Significantly Chelsea cannot make use of the provision that would enable them to deduct the cost of wages for players signed before June 2010.  This clause is explored in detail here, but for Chelsea the issue is that the wages for long-standing players can only be deducted if losses are decreasing each year. Owing to increased wage and transfer spending, the total losses 2012/13 will actually increase. If they had been able to use this exemption, all the 2011/12 losses could have been  wiped-out,  for FFP purposes, and Chelsea would have passed the FFP test.

What next for Chelsea?
The above projection is based on the club's current position. The position probably isn't irretrievable for the first Monitoring Period.  A new, large commercial deal could change things quickly. Chelsea  have been reportedly looking for buyers to Stadium Naming Rights and  this seems the most likely way for  the club to solve their immediate problem. A deal for, say, £30m a season deal would fairly swiftly resolve their FFP deficit. Rather tellingly, Gourlay announced 'We have been very active commercially as we strive to meet the obligations of FFP'.  Stadium Naming Rights really looks like a very likely scenario for Chelsea - although how valuable the rights would be if the club are still looking to move, remains to be seen.

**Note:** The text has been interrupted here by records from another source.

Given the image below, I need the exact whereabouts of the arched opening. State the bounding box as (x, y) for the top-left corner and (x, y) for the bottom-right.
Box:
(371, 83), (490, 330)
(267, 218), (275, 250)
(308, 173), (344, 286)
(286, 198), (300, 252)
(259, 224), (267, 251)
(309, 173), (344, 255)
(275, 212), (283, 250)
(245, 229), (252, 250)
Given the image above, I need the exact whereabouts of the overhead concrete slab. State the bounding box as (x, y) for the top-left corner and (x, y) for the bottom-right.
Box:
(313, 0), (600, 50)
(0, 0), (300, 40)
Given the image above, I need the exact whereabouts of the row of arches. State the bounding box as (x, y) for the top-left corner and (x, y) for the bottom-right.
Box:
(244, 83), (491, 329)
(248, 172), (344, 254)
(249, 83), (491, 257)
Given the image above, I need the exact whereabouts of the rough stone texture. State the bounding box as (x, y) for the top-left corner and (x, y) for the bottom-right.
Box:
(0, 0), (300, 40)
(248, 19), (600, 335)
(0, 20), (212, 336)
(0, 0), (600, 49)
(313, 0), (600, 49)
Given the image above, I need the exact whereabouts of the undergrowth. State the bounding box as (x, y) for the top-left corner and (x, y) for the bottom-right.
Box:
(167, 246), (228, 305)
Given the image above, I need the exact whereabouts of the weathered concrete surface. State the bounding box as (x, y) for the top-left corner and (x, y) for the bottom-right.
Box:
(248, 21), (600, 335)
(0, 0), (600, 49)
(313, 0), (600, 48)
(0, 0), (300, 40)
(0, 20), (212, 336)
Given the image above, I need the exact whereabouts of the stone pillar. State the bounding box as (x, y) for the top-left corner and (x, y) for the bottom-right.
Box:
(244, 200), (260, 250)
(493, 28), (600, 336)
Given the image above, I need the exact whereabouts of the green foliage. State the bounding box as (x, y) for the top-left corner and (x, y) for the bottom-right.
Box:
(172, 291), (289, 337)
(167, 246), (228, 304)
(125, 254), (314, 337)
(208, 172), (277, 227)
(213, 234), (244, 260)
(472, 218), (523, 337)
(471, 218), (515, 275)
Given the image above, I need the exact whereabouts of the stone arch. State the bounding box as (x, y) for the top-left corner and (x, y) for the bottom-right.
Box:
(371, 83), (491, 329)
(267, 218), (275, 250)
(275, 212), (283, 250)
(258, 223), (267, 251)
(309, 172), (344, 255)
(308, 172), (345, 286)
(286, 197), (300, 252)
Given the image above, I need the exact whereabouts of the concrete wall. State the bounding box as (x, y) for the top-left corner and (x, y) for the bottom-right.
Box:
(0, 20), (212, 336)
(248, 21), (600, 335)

Like City, Chelsea are most exposed in respect of FFP during the first few Monitoring Periods.  For the seasons after 2012/13, the new Premier League TV deal will help significantly and overseas Media deals also appear to be about to increase. Having said that, the permitted FFP Break Even deficit is just £24m total during  2012/13/ 2013/14 and 201/15 combined.  Chelsea are currently a long way adrift of that figure.

It is important to remember that player sales in January would probably not solve Chelsea's entire FFP problem. In the club accounts, only the profit over the player's Book Value counts towards the clubs losses or profits. So, although Hazard could probably be sold for £30m in January, his written-down book value will be around £29m at that time so that would result in a book profit of only £1m. However, other players with lower book values could, of course, be sold (resulting in trading profits plus reduced wages and lower amortisation). However, with the close proximity to the end of the first Monitoring Period, it will be interesting to see how much money is spent in January - it is quite possible that clubs will rein in their spending in January.

Chelsea's will also be looking closely at the likely punishments imposed by UEFA.  As I outlined in this article, a senior UEFA official has inferred that clubs may not get a Champions League ban for their first transgression - any club  that exceeds the initial limits by more than 20% may simply have a restriction imposed on the number of  players they can register for the Champions League. Although that would have a certain impact, that kind of low-level punishment would probably be privately welcomed by the club. However, this approach is still to be confirmed and  it will be interesting to see if UEFA bracket all clubs that exceed the limit by 20% together, irrespective of the size of the deficit.